Die SP spricht von einem eigentlichen «Kahlschlag». Die Wirtschaftskommission des Nationalrats (WAK) schlägt vor, dass die geplante Überbrückungsrente für ausgesteuerte Arbeitslose erst ab 62 Jahren ausgerichtet werden soll. Die Konsequenz: Männer würden die Überbrückungsrente ein Jahr lang bekommen, alle Frauen aber wären von den Leistungen ausgeschlossen.

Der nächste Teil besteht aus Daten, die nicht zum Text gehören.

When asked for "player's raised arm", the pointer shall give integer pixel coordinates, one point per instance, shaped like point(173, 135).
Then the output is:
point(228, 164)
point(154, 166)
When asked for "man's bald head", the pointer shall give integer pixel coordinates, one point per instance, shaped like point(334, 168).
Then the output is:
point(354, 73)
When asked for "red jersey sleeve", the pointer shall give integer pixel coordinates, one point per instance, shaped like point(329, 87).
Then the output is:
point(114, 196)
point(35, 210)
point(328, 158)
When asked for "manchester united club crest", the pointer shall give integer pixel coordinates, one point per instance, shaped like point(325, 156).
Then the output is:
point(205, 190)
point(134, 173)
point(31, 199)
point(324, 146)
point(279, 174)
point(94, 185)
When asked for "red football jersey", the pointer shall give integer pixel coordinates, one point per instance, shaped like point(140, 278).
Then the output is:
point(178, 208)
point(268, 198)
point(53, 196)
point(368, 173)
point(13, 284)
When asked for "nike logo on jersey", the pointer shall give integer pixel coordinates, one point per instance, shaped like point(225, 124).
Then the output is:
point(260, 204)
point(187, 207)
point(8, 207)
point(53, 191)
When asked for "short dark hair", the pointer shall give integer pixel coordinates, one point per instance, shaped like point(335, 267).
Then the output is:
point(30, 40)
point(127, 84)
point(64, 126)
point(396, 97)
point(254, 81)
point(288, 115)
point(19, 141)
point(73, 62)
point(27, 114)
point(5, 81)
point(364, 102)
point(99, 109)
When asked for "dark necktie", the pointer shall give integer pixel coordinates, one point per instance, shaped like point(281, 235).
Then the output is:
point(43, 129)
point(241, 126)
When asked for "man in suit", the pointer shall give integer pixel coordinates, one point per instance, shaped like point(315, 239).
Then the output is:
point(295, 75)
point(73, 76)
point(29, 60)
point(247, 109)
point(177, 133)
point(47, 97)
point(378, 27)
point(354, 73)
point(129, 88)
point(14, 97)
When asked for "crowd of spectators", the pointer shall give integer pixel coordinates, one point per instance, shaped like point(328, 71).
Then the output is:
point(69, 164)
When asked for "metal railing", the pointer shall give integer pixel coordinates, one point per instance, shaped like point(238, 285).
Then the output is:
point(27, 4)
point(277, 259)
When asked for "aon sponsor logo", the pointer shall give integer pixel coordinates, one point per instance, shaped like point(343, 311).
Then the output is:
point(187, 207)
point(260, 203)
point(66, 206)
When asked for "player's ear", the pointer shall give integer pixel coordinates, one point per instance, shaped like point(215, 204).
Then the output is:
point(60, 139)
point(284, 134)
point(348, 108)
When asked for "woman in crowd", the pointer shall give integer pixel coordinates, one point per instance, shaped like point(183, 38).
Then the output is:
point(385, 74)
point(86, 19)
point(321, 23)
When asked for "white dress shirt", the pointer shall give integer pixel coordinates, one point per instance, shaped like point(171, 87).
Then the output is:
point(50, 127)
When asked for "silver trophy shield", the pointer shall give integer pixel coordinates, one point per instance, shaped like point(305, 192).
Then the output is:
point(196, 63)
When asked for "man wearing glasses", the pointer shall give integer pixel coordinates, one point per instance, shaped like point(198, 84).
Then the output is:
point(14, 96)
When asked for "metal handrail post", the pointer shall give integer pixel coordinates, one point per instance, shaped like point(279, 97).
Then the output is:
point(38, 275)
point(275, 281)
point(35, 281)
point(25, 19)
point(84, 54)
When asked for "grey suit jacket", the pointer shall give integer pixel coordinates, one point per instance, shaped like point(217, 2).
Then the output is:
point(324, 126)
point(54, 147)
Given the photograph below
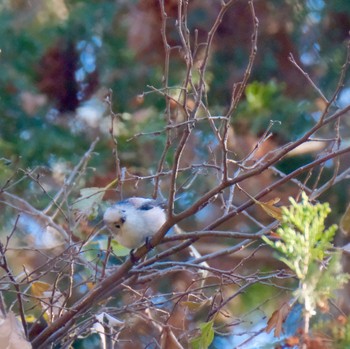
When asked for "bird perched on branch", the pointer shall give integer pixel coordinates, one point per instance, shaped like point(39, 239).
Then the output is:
point(134, 220)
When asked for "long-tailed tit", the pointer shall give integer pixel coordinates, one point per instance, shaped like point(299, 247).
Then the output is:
point(134, 220)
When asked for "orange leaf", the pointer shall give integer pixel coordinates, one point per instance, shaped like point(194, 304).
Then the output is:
point(276, 320)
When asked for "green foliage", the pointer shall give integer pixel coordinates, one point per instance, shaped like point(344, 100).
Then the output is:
point(268, 101)
point(206, 336)
point(304, 246)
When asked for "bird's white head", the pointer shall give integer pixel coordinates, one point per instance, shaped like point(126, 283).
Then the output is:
point(132, 220)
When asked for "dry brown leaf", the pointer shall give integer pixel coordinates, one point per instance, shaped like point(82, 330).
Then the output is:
point(268, 206)
point(38, 288)
point(12, 334)
point(276, 320)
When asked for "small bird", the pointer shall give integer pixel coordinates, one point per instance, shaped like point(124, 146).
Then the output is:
point(134, 220)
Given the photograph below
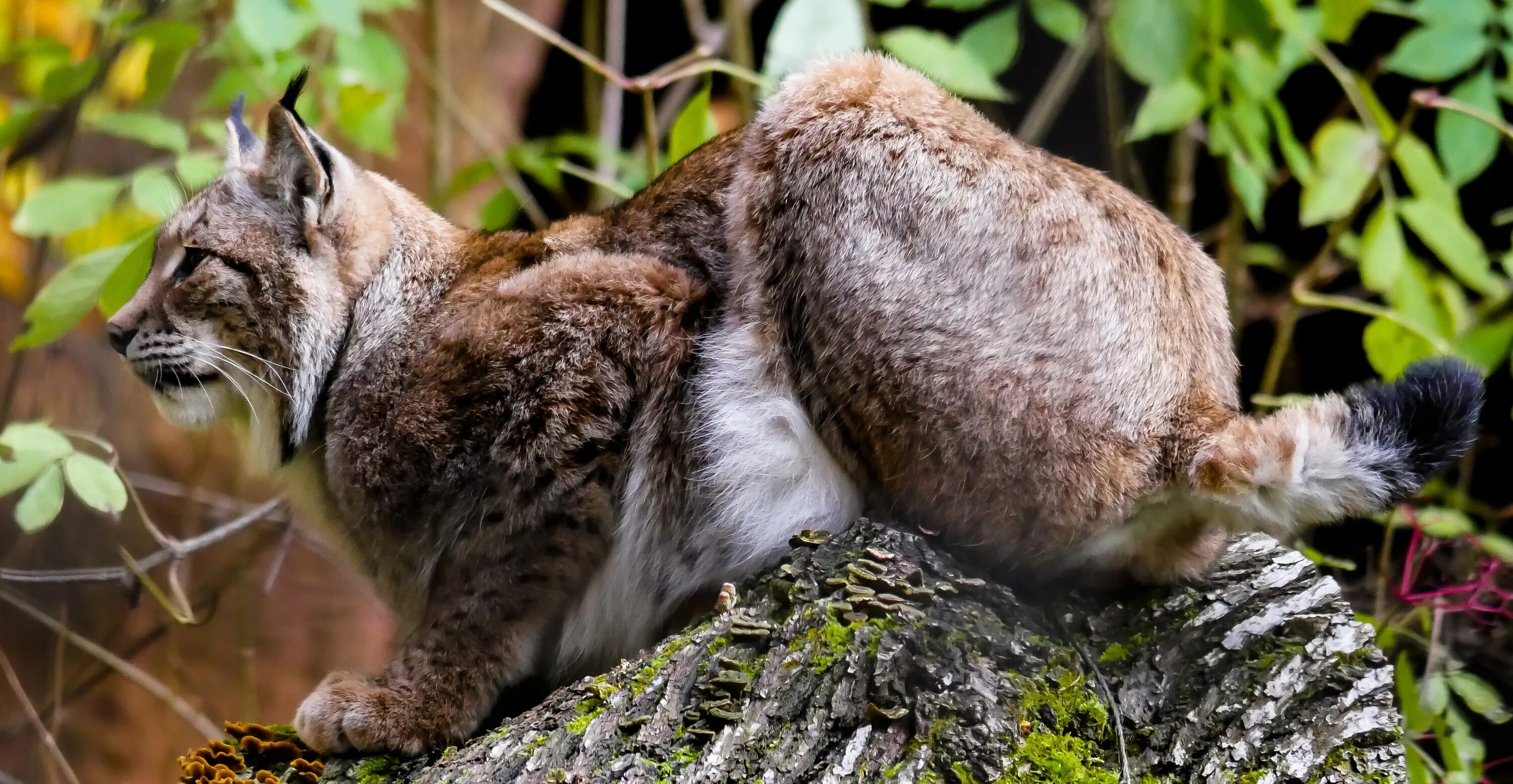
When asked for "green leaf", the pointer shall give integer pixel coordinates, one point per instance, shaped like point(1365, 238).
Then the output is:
point(693, 126)
point(1445, 523)
point(94, 484)
point(367, 117)
point(1438, 53)
point(993, 40)
point(1467, 14)
point(1453, 243)
point(1467, 144)
point(35, 441)
point(1423, 173)
point(373, 59)
point(500, 211)
point(1391, 348)
point(344, 17)
point(1479, 695)
point(1486, 345)
point(1498, 547)
point(147, 128)
point(156, 193)
point(942, 59)
point(1061, 19)
point(1293, 150)
point(41, 502)
point(1383, 250)
point(1409, 695)
point(20, 120)
point(66, 205)
point(1347, 156)
point(810, 29)
point(1341, 17)
point(128, 276)
point(196, 170)
point(16, 474)
point(67, 81)
point(957, 5)
point(1156, 40)
point(1169, 108)
point(72, 294)
point(1435, 694)
point(171, 43)
point(270, 26)
point(470, 177)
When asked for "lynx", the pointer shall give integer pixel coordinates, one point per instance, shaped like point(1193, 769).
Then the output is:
point(541, 446)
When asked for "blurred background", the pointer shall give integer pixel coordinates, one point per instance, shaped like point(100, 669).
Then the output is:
point(1344, 161)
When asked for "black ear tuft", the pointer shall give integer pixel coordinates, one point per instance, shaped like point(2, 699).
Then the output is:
point(293, 93)
point(246, 140)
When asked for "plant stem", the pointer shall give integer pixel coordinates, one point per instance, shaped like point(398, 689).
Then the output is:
point(37, 721)
point(132, 673)
point(1058, 85)
point(739, 46)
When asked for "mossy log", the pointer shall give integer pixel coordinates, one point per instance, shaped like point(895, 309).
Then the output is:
point(875, 657)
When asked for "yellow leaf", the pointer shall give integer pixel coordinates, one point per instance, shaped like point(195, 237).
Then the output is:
point(128, 78)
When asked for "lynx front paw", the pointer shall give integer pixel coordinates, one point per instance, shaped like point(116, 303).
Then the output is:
point(356, 713)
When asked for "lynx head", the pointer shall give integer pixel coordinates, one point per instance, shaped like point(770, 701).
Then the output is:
point(252, 283)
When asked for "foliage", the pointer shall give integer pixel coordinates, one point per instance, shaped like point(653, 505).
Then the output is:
point(1394, 239)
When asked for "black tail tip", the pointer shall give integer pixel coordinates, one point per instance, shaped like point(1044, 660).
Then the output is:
point(1420, 423)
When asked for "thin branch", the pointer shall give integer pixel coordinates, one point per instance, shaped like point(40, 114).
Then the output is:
point(37, 721)
point(650, 128)
point(1302, 285)
point(568, 167)
point(612, 99)
point(474, 129)
point(132, 673)
point(613, 73)
point(1432, 99)
point(1058, 87)
point(739, 32)
point(122, 574)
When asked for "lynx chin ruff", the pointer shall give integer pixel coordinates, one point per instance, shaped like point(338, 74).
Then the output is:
point(539, 447)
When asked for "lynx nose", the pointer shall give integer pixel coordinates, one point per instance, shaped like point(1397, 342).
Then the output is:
point(120, 338)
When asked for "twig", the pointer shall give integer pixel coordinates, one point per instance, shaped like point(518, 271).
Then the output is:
point(612, 97)
point(1181, 168)
point(37, 721)
point(568, 167)
point(441, 149)
point(1302, 285)
point(1058, 85)
point(132, 673)
point(112, 574)
point(739, 32)
point(1114, 706)
point(474, 129)
point(1432, 99)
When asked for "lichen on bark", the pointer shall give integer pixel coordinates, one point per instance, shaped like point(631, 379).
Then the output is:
point(875, 657)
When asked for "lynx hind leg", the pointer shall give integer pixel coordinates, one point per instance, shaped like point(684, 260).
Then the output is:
point(485, 629)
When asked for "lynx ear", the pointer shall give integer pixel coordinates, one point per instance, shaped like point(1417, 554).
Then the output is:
point(243, 146)
point(300, 167)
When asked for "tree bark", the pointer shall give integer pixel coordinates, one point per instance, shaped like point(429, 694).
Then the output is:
point(874, 657)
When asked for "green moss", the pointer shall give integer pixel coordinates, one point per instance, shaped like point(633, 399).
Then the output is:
point(1070, 703)
point(588, 712)
point(377, 769)
point(1055, 759)
point(645, 676)
point(963, 774)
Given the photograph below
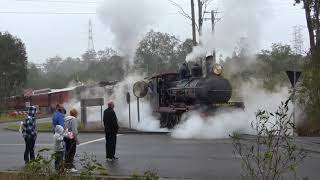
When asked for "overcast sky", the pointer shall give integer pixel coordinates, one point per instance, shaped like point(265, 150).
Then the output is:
point(48, 33)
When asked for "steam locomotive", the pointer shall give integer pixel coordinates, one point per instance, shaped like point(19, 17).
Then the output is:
point(172, 94)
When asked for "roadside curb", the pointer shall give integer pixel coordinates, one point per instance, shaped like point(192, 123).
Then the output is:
point(102, 132)
point(14, 175)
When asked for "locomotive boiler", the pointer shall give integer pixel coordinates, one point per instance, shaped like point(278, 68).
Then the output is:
point(172, 94)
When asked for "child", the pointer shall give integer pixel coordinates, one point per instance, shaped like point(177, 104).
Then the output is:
point(58, 147)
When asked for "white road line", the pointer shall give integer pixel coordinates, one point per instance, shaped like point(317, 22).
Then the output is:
point(25, 144)
point(88, 142)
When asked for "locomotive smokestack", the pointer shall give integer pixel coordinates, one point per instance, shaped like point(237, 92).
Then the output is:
point(210, 60)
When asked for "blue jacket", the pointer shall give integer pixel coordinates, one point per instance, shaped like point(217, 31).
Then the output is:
point(57, 119)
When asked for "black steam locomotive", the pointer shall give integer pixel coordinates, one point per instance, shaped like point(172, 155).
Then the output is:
point(172, 94)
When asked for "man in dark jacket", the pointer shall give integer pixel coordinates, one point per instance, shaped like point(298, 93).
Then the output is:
point(58, 117)
point(29, 132)
point(111, 129)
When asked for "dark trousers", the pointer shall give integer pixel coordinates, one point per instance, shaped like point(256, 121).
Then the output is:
point(71, 147)
point(111, 141)
point(29, 151)
point(58, 157)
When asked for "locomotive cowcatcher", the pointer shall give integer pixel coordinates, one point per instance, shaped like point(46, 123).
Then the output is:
point(172, 94)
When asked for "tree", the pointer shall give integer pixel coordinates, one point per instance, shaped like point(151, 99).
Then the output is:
point(267, 67)
point(309, 93)
point(156, 53)
point(312, 9)
point(272, 154)
point(13, 69)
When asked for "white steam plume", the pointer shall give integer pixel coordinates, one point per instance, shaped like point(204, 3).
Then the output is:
point(224, 123)
point(147, 121)
point(239, 19)
point(127, 20)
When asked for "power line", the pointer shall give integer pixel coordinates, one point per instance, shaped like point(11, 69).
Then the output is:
point(39, 12)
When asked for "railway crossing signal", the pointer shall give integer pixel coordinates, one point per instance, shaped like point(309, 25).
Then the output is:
point(128, 101)
point(293, 77)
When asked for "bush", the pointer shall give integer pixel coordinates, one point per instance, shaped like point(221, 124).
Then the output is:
point(42, 167)
point(273, 153)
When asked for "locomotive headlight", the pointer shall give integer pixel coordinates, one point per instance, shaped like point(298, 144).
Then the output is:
point(217, 69)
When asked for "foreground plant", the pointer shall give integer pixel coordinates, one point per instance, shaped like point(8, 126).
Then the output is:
point(42, 167)
point(91, 166)
point(273, 153)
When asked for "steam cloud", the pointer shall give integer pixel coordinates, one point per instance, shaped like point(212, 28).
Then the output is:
point(239, 19)
point(127, 20)
point(226, 122)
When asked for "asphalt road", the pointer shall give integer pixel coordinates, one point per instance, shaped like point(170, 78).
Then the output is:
point(172, 158)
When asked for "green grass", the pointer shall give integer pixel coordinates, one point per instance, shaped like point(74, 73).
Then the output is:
point(46, 126)
point(5, 118)
point(41, 126)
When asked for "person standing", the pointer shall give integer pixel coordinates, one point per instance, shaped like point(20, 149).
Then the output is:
point(29, 132)
point(58, 147)
point(111, 129)
point(71, 139)
point(58, 117)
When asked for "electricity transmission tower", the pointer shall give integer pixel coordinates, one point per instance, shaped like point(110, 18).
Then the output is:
point(90, 38)
point(297, 39)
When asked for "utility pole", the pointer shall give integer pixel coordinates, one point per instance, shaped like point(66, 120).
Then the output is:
point(200, 20)
point(194, 37)
point(213, 23)
point(297, 39)
point(90, 38)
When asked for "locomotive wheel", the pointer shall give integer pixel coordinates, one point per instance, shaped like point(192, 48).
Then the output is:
point(169, 120)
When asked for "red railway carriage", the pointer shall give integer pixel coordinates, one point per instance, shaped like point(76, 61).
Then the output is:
point(17, 102)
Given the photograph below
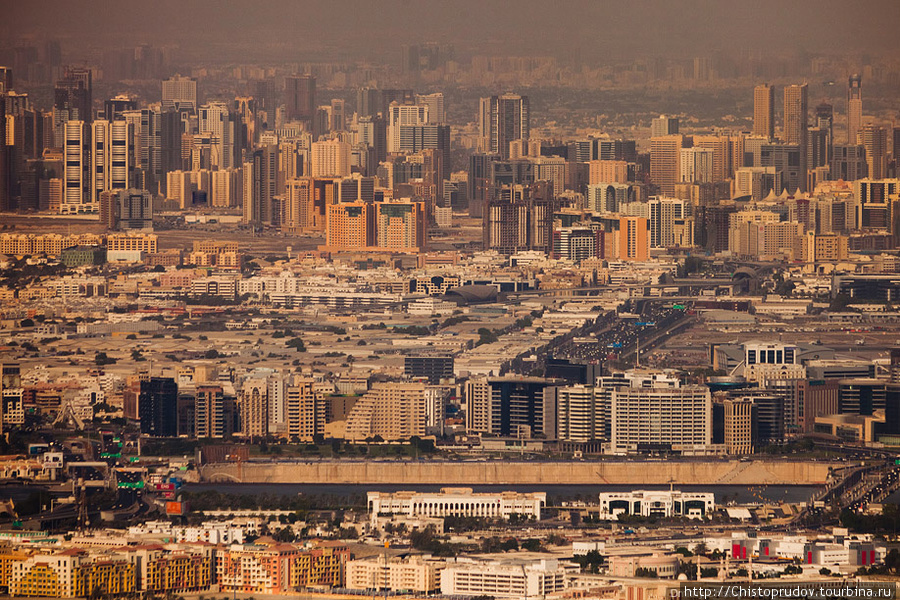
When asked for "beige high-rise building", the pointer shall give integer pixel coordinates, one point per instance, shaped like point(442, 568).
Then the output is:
point(874, 139)
point(298, 211)
point(350, 226)
point(764, 111)
point(665, 161)
point(796, 124)
point(796, 111)
point(696, 164)
point(254, 402)
point(607, 171)
point(634, 239)
point(392, 410)
point(400, 225)
point(724, 149)
point(304, 408)
point(330, 158)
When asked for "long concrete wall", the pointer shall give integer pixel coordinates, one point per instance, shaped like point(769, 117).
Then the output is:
point(718, 472)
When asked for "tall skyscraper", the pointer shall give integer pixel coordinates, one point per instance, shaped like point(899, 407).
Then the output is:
point(330, 158)
point(157, 405)
point(634, 238)
point(403, 115)
point(854, 108)
point(72, 101)
point(501, 120)
point(5, 195)
point(300, 98)
point(77, 148)
point(663, 125)
point(180, 94)
point(435, 104)
point(874, 139)
point(114, 107)
point(260, 179)
point(764, 111)
point(796, 125)
point(697, 165)
point(665, 159)
point(821, 147)
point(112, 156)
point(217, 120)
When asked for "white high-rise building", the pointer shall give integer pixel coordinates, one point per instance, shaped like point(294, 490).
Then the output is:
point(215, 119)
point(663, 215)
point(77, 193)
point(663, 125)
point(435, 104)
point(854, 109)
point(501, 120)
point(400, 115)
point(112, 156)
point(179, 93)
point(661, 417)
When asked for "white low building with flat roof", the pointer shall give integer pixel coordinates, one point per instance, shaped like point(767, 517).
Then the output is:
point(511, 578)
point(656, 503)
point(461, 502)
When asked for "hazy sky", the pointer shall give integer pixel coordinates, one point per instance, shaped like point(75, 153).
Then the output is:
point(596, 28)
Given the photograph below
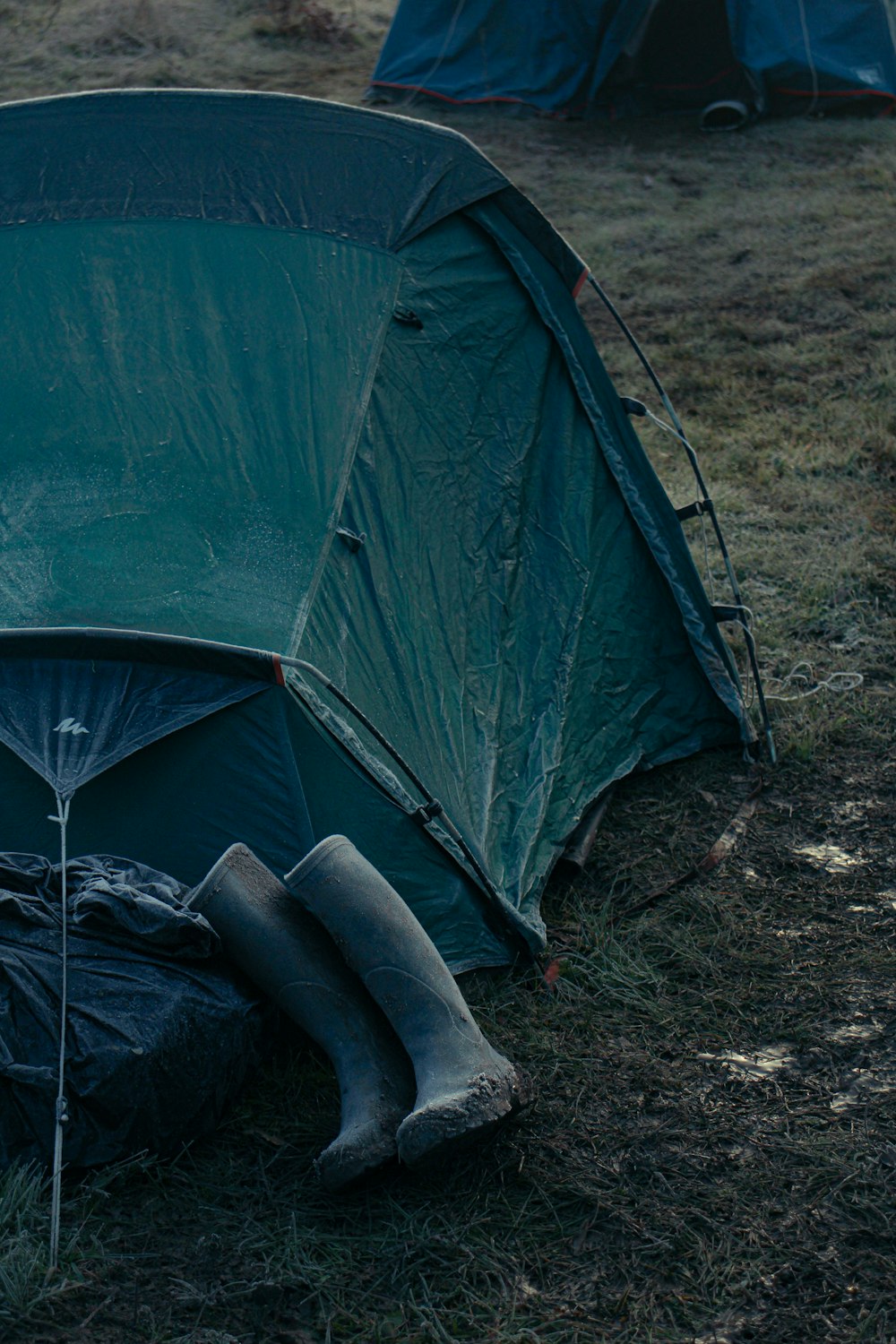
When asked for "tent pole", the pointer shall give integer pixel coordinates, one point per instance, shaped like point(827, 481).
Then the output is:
point(61, 1110)
point(708, 505)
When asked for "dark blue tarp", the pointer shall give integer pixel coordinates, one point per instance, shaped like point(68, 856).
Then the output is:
point(571, 56)
point(160, 1034)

Denn in der Wintersession hatte der Ständerat bereits beschlossen, dass die Überbrückungsrente nur bis zur Frühpensionierung ausgerichtet werden soll – also bis zu jenem Zeitpunkt, an dem der Vorbezug der AHV-Altersrente möglich ist. Das ist bei Frauen mit 62 Jahren der Fall. Ergo: Keine Frau würde die Überbrückungsrente erhalten. Dafür aber lebenslang weniger AHV-Rente bekommen.
«Grotesker Entscheid»
Der Bundesrat hatte unter der Federführung von FDP-Justizministerin Karin Keller-Sutter (56) und SP-Sozialminister Alain Berset (47) vorgeschlagen, dass die Überbrückungsrente bis zur ordentlichen Pensionierung ausgezahlt werden soll. Damit hätten Frauen und Männer davon profitieren können. Das aber war im Ständerat ausgerechnet von Keller-Sutters eigener Partei torpediert worden.
Für die SP ein Grund, auf die Barrikaden zu gehen. «Dieser Entscheid ist völlig grotesk», so WAK-Mitglied Cédric Wermuth (33). Der Aargauer Sozialdemokrat betont, dass der Kommissionsmehrheit durchaus bewusst gewesen sei, was sie da beschliesst. «Ich kann mir nur vorstellen, dass es sich dabei um Obstruktionspolitik handelt», sagt er. «Man versucht, die Überbrückungsleistung mit allen Mitteln zu verhindern.»
Dabei hat der Ständerat der Überbrückungsrente schon die meisten Zähne gezogen. So hat er etwa die «Höchstrente» für alleinstehende Personen von 58'350 Franken, wie der Bundesrat wollte, auf 38'900 Franken pro Jahr gesenkt. Den Höchstbetrag für Ehepaare legte der Rat bei 58'350 statt 87'525 Franken fest.
Niemand will es gewesen sein
Weder Bürgerliche noch Mitte-Politiker in der Nationalratskommission wollen sich nun aber den kompletten Ausschluss der Frauen zuschreiben lassen. Einzelne wollen sich an den Diskussionen nicht beteiligt haben, andere seien gleich ganz abwesend gewesen.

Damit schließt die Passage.